Six scholars at New York University have been placed on Foreign Policy’s list of the “Top 100 Global Thinkers 2012,” the magazine announced in its December issue. They include: danah boyd, research assistant professor of Media, Culture and Communication at the NYU’s Steinhardt School of Culture, Education, and Human Development; Chen Guangcheng of the NYU’s School of Law; Jonathan Haidt, Thomas Cooley Professor of Ethical Leadership, NYU’s Stern School of Business; Beth Noveck, visiting professor, NYU’s Robert F. Wagner Graduate School of Public Service; Paul Romer, professor of economics, NYU Stern, and director of its Urbanization Project; and Nouriel Roubini, professor of economics and international business, NYU Stern.

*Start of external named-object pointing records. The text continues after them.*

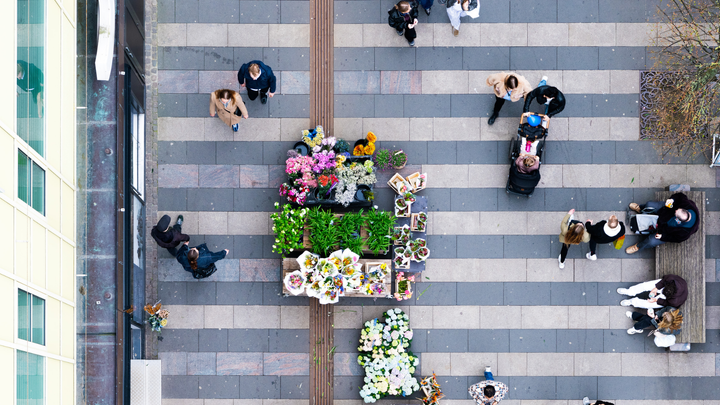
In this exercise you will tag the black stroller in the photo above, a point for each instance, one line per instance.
(524, 183)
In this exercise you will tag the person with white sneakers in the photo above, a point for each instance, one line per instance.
(603, 232)
(671, 290)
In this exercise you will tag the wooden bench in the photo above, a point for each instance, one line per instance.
(687, 260)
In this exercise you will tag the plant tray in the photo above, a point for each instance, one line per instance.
(411, 181)
(394, 179)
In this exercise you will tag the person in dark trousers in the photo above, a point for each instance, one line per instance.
(548, 95)
(603, 232)
(403, 17)
(670, 290)
(258, 78)
(168, 237)
(199, 260)
(677, 221)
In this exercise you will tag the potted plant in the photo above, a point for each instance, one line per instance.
(398, 159)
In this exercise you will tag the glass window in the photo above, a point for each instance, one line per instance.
(30, 73)
(30, 379)
(31, 183)
(31, 318)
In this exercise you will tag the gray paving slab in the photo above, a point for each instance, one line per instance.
(576, 387)
(219, 58)
(486, 58)
(533, 387)
(245, 153)
(435, 293)
(234, 293)
(294, 12)
(213, 340)
(259, 386)
(578, 58)
(210, 199)
(428, 58)
(538, 246)
(426, 105)
(172, 199)
(447, 341)
(187, 11)
(356, 12)
(479, 246)
(527, 293)
(294, 387)
(355, 59)
(480, 293)
(172, 293)
(574, 294)
(201, 293)
(473, 199)
(574, 11)
(180, 386)
(219, 11)
(288, 340)
(579, 341)
(260, 12)
(533, 11)
(166, 11)
(172, 105)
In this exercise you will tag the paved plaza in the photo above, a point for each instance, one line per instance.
(492, 293)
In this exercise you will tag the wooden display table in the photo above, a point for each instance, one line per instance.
(290, 265)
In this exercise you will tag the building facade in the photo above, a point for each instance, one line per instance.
(38, 202)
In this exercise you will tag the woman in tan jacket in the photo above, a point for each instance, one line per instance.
(572, 232)
(507, 86)
(229, 107)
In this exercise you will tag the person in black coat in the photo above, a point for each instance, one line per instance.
(168, 237)
(549, 95)
(603, 232)
(403, 17)
(676, 223)
(258, 78)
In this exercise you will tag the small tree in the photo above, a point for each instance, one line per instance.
(683, 114)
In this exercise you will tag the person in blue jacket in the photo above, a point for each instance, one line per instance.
(257, 77)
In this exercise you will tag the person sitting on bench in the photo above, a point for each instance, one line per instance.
(671, 290)
(677, 221)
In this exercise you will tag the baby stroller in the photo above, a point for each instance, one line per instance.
(524, 183)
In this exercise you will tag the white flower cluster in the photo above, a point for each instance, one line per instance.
(386, 358)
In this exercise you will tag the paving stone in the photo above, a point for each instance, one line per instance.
(180, 386)
(248, 340)
(294, 12)
(215, 340)
(288, 340)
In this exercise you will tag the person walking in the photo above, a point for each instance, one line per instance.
(547, 95)
(670, 290)
(507, 86)
(168, 237)
(229, 107)
(461, 8)
(572, 232)
(677, 221)
(199, 260)
(488, 392)
(603, 232)
(258, 78)
(403, 17)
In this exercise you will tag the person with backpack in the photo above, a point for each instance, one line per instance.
(199, 260)
(403, 17)
(603, 232)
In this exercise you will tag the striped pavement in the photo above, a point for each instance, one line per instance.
(492, 293)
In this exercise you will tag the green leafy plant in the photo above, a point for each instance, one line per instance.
(324, 234)
(379, 225)
(288, 226)
(382, 159)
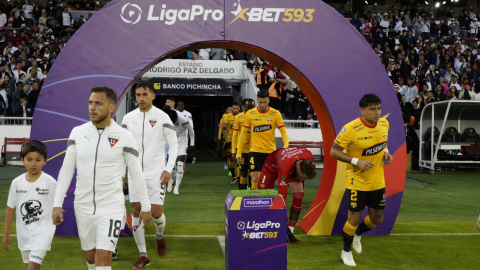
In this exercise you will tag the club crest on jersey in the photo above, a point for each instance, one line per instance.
(113, 140)
(153, 122)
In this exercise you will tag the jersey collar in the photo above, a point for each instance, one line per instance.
(365, 124)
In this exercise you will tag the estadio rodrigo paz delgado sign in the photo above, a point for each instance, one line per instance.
(192, 68)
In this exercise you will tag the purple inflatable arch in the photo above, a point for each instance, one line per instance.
(330, 60)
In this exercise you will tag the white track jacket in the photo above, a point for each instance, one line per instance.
(100, 159)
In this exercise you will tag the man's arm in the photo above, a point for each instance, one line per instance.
(130, 155)
(64, 179)
(171, 137)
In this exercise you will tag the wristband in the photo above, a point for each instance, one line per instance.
(354, 161)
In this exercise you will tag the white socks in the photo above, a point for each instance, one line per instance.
(179, 174)
(160, 225)
(139, 235)
(91, 266)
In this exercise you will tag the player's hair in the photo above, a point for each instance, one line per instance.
(111, 95)
(308, 168)
(172, 99)
(369, 100)
(262, 94)
(171, 113)
(34, 146)
(144, 84)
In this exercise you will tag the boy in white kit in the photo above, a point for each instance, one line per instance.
(31, 199)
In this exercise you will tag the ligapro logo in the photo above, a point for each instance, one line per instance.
(128, 13)
(132, 14)
(271, 14)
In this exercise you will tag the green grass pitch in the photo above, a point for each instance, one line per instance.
(435, 229)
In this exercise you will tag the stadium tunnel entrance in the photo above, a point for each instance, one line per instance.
(208, 108)
(318, 43)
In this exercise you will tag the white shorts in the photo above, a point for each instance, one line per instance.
(35, 256)
(156, 192)
(100, 231)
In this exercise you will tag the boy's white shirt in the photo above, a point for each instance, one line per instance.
(33, 204)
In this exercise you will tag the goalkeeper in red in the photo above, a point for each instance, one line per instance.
(292, 166)
(365, 142)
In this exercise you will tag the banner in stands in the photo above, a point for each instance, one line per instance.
(196, 68)
(191, 87)
(128, 38)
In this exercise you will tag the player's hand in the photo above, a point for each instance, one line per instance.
(478, 223)
(57, 215)
(6, 242)
(388, 158)
(364, 164)
(164, 178)
(145, 218)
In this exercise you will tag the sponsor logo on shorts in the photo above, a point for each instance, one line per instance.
(262, 128)
(377, 148)
(257, 202)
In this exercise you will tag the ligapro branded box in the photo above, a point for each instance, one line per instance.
(255, 230)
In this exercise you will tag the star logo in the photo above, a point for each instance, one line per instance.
(239, 12)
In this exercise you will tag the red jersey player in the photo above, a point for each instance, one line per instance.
(291, 166)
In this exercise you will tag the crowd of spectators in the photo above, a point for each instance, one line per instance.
(31, 38)
(429, 55)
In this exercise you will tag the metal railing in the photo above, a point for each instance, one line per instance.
(301, 124)
(15, 121)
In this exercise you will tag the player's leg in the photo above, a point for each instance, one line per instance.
(157, 198)
(376, 207)
(180, 163)
(356, 204)
(243, 172)
(107, 231)
(87, 235)
(138, 231)
(295, 209)
(36, 258)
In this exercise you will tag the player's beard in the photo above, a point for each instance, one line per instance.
(101, 118)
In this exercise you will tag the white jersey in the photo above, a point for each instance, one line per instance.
(100, 158)
(182, 125)
(151, 130)
(33, 204)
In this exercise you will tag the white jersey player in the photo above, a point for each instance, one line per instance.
(151, 128)
(31, 199)
(100, 150)
(182, 126)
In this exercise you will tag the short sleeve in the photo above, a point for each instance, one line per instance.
(345, 137)
(12, 196)
(247, 120)
(279, 120)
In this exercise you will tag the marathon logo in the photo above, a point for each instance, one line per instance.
(262, 128)
(257, 202)
(374, 149)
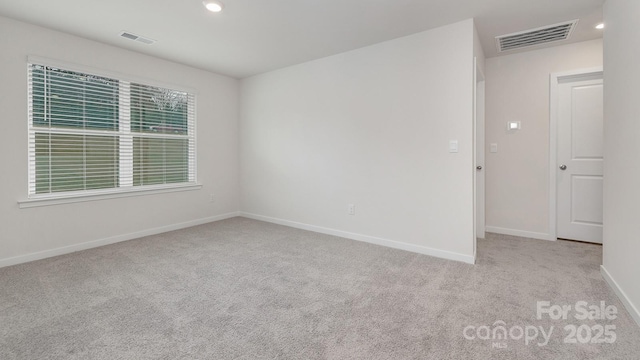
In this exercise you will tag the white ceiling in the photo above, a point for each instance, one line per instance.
(254, 36)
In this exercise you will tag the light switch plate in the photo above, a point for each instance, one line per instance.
(453, 146)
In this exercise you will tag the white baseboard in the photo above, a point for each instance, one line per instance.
(111, 240)
(469, 259)
(632, 309)
(519, 233)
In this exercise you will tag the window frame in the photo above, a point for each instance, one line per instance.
(123, 132)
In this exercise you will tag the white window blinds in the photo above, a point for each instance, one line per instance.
(94, 134)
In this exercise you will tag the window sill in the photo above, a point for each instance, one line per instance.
(105, 195)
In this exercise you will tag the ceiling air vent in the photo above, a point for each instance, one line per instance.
(138, 38)
(537, 36)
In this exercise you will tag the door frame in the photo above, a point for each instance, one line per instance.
(554, 82)
(478, 77)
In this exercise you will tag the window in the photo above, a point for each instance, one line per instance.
(90, 134)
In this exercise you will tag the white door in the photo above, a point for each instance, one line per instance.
(580, 159)
(480, 171)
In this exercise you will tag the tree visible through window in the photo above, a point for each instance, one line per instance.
(88, 132)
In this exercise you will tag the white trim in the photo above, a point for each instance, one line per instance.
(520, 233)
(632, 309)
(554, 82)
(469, 259)
(69, 198)
(111, 240)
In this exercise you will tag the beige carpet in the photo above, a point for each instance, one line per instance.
(244, 289)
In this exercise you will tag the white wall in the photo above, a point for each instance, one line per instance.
(369, 127)
(621, 254)
(27, 234)
(517, 176)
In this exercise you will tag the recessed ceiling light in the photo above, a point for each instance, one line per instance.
(213, 5)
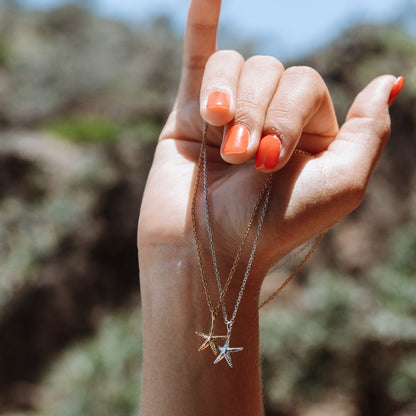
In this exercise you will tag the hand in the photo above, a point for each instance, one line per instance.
(256, 98)
(276, 111)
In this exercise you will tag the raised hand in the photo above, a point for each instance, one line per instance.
(258, 113)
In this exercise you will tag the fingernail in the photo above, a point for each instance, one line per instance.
(268, 152)
(218, 102)
(236, 140)
(395, 91)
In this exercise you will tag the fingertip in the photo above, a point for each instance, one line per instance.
(268, 153)
(217, 108)
(395, 91)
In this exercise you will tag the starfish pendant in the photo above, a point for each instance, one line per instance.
(225, 352)
(210, 341)
(210, 337)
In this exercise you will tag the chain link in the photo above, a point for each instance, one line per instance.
(222, 290)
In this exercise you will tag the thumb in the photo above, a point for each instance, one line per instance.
(352, 156)
(365, 132)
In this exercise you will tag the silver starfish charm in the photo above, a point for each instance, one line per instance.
(225, 352)
(210, 338)
(210, 341)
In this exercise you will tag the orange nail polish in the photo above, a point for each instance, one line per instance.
(268, 152)
(236, 140)
(395, 91)
(218, 102)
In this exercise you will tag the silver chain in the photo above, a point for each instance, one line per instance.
(230, 322)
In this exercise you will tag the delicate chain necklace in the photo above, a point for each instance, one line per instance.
(211, 339)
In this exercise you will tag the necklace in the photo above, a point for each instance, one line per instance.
(210, 340)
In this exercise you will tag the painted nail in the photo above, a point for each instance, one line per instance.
(236, 140)
(218, 102)
(268, 152)
(397, 87)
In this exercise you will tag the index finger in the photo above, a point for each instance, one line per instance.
(199, 44)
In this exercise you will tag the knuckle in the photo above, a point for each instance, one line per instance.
(304, 72)
(265, 62)
(226, 55)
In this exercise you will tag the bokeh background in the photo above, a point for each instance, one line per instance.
(84, 90)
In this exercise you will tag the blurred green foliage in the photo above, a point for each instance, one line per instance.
(86, 130)
(101, 376)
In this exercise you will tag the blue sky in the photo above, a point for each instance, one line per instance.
(287, 29)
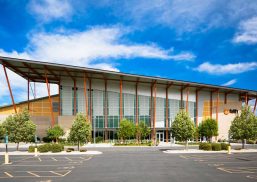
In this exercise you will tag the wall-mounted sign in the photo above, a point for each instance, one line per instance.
(230, 111)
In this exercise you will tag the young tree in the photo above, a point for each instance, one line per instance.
(142, 130)
(55, 133)
(2, 131)
(20, 128)
(183, 128)
(208, 128)
(244, 126)
(127, 129)
(80, 130)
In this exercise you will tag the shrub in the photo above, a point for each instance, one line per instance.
(250, 142)
(224, 146)
(57, 148)
(82, 150)
(71, 149)
(216, 146)
(31, 149)
(44, 148)
(205, 146)
(99, 139)
(46, 139)
(68, 150)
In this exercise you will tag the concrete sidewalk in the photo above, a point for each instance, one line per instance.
(196, 151)
(91, 152)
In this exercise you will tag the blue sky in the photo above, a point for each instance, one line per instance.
(210, 41)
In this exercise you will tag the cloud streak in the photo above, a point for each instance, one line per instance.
(48, 10)
(219, 69)
(247, 32)
(229, 83)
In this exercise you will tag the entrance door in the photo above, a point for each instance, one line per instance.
(160, 136)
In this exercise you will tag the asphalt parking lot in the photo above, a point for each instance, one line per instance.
(132, 164)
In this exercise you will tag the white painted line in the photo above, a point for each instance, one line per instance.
(68, 158)
(54, 158)
(33, 174)
(8, 174)
(66, 173)
(56, 173)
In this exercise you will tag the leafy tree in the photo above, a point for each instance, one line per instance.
(2, 131)
(55, 133)
(81, 130)
(183, 128)
(127, 129)
(20, 128)
(244, 126)
(142, 130)
(208, 128)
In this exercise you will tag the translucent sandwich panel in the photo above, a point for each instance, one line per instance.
(113, 109)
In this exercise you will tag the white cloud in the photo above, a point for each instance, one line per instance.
(248, 32)
(85, 48)
(183, 15)
(229, 83)
(219, 69)
(47, 10)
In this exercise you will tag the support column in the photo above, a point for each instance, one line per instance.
(154, 113)
(90, 104)
(59, 99)
(75, 97)
(10, 90)
(105, 110)
(85, 95)
(254, 109)
(246, 99)
(50, 100)
(217, 106)
(187, 99)
(181, 99)
(136, 103)
(121, 103)
(167, 114)
(211, 105)
(151, 108)
(196, 111)
(28, 95)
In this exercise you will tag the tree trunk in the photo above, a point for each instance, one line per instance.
(186, 144)
(17, 147)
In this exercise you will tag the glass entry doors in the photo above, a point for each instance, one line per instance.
(160, 136)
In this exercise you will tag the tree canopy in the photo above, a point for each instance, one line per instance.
(244, 126)
(127, 130)
(20, 128)
(142, 130)
(81, 130)
(55, 133)
(208, 128)
(183, 128)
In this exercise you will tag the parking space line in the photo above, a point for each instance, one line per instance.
(56, 173)
(54, 158)
(33, 174)
(68, 158)
(8, 174)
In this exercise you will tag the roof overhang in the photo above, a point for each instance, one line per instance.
(36, 72)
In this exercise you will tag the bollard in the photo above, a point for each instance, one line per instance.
(229, 149)
(6, 158)
(35, 151)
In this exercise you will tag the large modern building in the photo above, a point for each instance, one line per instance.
(107, 97)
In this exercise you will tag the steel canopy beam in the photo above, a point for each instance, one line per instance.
(10, 89)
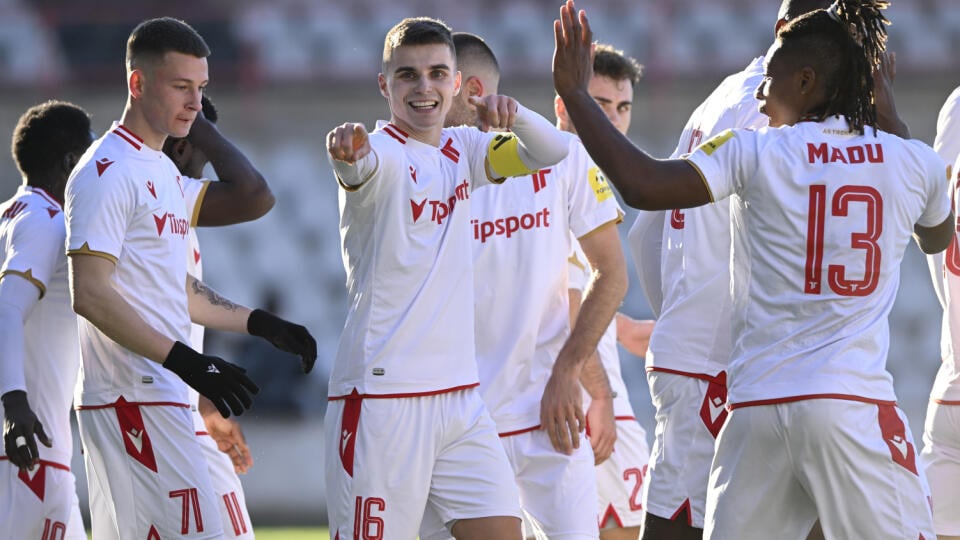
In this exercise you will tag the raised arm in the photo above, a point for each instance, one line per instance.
(242, 193)
(644, 182)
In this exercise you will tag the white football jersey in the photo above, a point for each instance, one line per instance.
(579, 270)
(125, 202)
(822, 218)
(405, 243)
(521, 242)
(193, 191)
(693, 327)
(32, 237)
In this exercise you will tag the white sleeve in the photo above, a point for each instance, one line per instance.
(538, 144)
(17, 298)
(947, 141)
(724, 161)
(646, 245)
(194, 190)
(938, 195)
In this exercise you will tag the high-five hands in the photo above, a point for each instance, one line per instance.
(348, 142)
(573, 55)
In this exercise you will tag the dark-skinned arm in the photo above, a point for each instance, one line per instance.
(242, 194)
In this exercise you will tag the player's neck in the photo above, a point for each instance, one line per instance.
(134, 120)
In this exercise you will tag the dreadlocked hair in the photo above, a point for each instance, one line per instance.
(843, 43)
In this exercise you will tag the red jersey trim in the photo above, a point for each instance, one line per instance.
(51, 464)
(519, 431)
(701, 376)
(396, 133)
(132, 404)
(128, 136)
(412, 394)
(46, 195)
(791, 399)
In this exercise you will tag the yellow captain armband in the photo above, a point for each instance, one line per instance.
(503, 156)
(715, 142)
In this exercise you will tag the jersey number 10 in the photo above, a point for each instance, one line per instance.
(866, 240)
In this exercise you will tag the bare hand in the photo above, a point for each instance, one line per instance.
(348, 142)
(573, 55)
(561, 411)
(603, 428)
(495, 112)
(229, 437)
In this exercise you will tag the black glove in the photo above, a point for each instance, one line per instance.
(285, 336)
(20, 424)
(224, 384)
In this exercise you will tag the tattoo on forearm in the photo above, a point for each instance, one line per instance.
(215, 299)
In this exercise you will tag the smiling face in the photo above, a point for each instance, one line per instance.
(615, 97)
(169, 93)
(419, 83)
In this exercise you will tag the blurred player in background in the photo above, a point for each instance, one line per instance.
(808, 195)
(406, 428)
(127, 224)
(240, 194)
(619, 478)
(39, 353)
(531, 360)
(941, 434)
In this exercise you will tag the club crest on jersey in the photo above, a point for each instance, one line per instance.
(14, 209)
(598, 182)
(172, 224)
(540, 179)
(440, 210)
(102, 165)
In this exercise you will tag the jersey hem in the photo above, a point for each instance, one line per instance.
(791, 399)
(116, 405)
(403, 394)
(48, 463)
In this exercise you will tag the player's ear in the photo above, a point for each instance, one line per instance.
(382, 82)
(135, 83)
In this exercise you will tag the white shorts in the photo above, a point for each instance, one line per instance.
(146, 474)
(40, 504)
(226, 485)
(940, 460)
(620, 478)
(389, 459)
(689, 413)
(554, 489)
(850, 463)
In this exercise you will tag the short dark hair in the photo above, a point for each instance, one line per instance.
(843, 44)
(473, 51)
(614, 64)
(46, 133)
(417, 31)
(153, 38)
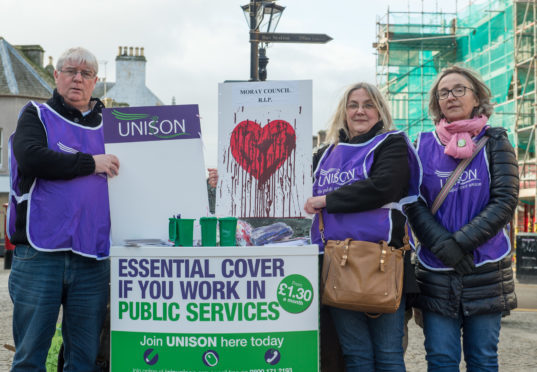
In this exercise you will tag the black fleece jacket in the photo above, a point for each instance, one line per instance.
(387, 182)
(490, 288)
(36, 160)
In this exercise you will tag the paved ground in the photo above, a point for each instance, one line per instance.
(517, 349)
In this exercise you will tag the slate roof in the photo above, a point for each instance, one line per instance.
(19, 76)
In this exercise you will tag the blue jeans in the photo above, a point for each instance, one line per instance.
(41, 282)
(480, 336)
(371, 344)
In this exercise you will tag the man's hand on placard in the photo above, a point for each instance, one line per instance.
(106, 163)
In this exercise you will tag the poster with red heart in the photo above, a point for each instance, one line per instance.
(264, 148)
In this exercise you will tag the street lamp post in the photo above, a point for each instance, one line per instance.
(255, 13)
(254, 45)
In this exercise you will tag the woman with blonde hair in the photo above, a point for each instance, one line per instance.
(361, 181)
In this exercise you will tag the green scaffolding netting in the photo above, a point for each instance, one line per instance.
(480, 36)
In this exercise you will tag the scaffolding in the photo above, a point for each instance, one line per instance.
(496, 38)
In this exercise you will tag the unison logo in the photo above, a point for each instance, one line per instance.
(143, 125)
(335, 176)
(467, 176)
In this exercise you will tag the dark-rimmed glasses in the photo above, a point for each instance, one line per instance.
(456, 92)
(71, 72)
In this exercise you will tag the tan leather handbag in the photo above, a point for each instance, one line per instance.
(362, 276)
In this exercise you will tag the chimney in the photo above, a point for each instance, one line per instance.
(130, 67)
(34, 52)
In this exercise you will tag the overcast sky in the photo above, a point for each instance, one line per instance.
(192, 45)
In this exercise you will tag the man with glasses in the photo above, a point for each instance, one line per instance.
(59, 220)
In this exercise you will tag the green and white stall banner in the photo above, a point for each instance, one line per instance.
(214, 309)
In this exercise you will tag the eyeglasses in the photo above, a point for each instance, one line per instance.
(72, 72)
(456, 92)
(365, 106)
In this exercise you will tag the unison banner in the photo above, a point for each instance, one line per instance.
(214, 309)
(162, 171)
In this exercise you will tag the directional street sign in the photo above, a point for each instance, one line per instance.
(273, 37)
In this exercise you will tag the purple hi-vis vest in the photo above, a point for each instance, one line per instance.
(465, 200)
(345, 164)
(65, 214)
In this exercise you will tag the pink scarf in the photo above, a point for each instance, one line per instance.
(457, 135)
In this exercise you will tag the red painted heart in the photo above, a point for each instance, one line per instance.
(261, 151)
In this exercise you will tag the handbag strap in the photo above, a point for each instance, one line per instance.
(321, 226)
(452, 180)
(406, 239)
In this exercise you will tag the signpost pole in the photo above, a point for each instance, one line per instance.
(254, 43)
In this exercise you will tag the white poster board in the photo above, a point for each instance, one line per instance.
(264, 148)
(162, 169)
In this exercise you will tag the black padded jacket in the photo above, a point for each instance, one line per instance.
(490, 288)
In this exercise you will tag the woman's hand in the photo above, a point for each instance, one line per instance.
(315, 204)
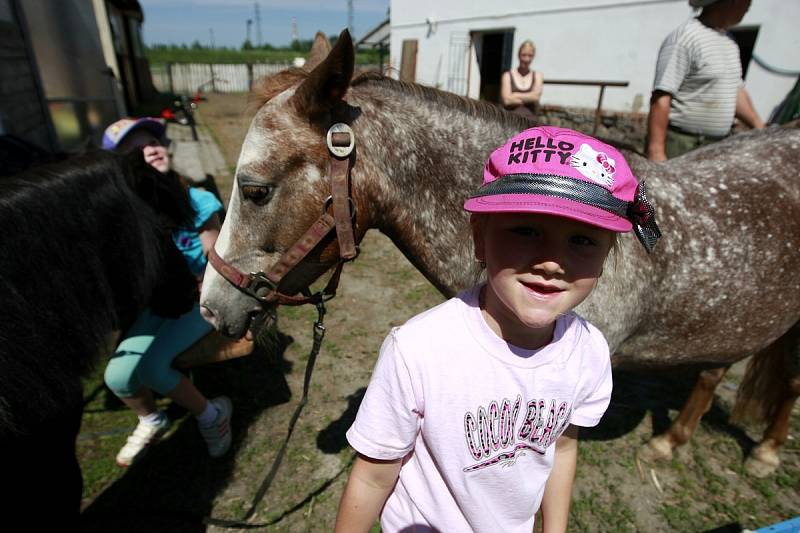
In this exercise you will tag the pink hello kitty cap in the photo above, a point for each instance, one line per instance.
(562, 172)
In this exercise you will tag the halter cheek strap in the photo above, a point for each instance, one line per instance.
(263, 286)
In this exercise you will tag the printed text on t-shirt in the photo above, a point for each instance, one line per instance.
(492, 436)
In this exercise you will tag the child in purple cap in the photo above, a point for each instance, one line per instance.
(142, 362)
(470, 421)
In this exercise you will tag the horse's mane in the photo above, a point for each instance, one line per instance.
(271, 86)
(475, 108)
(83, 249)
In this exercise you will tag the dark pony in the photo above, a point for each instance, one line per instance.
(86, 246)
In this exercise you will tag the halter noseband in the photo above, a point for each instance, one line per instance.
(263, 286)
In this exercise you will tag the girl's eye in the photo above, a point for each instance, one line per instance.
(258, 194)
(582, 240)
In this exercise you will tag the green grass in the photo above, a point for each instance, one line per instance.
(160, 56)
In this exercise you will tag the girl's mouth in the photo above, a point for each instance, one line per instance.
(542, 290)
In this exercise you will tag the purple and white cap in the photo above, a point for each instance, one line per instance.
(562, 172)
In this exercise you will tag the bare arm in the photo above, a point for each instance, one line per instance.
(369, 485)
(745, 110)
(209, 233)
(535, 94)
(511, 99)
(558, 490)
(657, 122)
(508, 98)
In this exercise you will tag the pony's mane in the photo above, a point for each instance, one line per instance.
(476, 108)
(84, 248)
(271, 86)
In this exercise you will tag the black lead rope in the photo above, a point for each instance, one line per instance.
(319, 333)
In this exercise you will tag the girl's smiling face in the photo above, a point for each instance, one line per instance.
(155, 154)
(537, 267)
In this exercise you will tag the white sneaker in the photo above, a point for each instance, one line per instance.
(218, 434)
(140, 440)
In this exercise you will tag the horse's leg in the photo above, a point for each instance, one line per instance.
(764, 459)
(774, 390)
(699, 402)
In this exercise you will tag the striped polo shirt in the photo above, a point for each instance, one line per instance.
(700, 67)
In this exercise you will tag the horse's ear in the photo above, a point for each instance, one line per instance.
(328, 82)
(319, 51)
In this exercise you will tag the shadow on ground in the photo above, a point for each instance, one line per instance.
(174, 486)
(635, 394)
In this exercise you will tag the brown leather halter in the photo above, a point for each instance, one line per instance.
(264, 286)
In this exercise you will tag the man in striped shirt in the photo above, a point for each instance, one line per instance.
(698, 86)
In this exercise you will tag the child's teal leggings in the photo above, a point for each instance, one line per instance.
(145, 356)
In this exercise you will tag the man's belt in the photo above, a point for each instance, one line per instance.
(695, 134)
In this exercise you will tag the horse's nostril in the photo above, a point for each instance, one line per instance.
(208, 315)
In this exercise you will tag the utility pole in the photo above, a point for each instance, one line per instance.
(258, 24)
(350, 18)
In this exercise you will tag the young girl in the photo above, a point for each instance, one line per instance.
(143, 360)
(470, 421)
(521, 88)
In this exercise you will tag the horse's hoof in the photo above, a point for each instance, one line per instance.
(656, 449)
(762, 462)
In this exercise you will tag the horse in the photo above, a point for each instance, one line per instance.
(721, 285)
(86, 246)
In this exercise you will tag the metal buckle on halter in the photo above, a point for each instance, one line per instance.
(329, 202)
(340, 151)
(260, 285)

The following are excerpts from the magazine’s portraits of “2012’s global marketplace of ideas and the thinkers who make them”:

*  “dana boyd (not a typo: she stripped her name of capital letters in 2000) … warns Big Data isn't necessarily better data. ‘Will large-scale search data help us create better tools, services, and public goods?’ boyd and a co-author inquired in a paper this year. ‘Or will it usher in a new wave of privacy incursions and invasive marketing?’ ”

*  “…Chen [Guangcheng] has embraced his new role as an evangelist for human rights, making the case that incremental change -- one village or even one person at a time -- can eventually transform a superpower.”

*  “A leading member of a new generation of psychologists applying the insights of evolutionary theory to morality, [Jonathan] Haidt argues that we form political opinions not through simple reasoning but based on moral preferences humans have developed to reinforce ties to larger groups or tribes.”

*  “…[Beth Noveck] has … arguably done more than anyone to lay the foundations for a Washington that feels less like a cloistered village and more like an online public square.”

*  “[Paul] Romer deserves credit for showing the power of even an outlandish idea to make us reimagine the world’s poorest places.”

*  “[Nouriel] Roubini is more than just a bearer of bad news: He has become the gloomy bard of this age of financial upheaval.”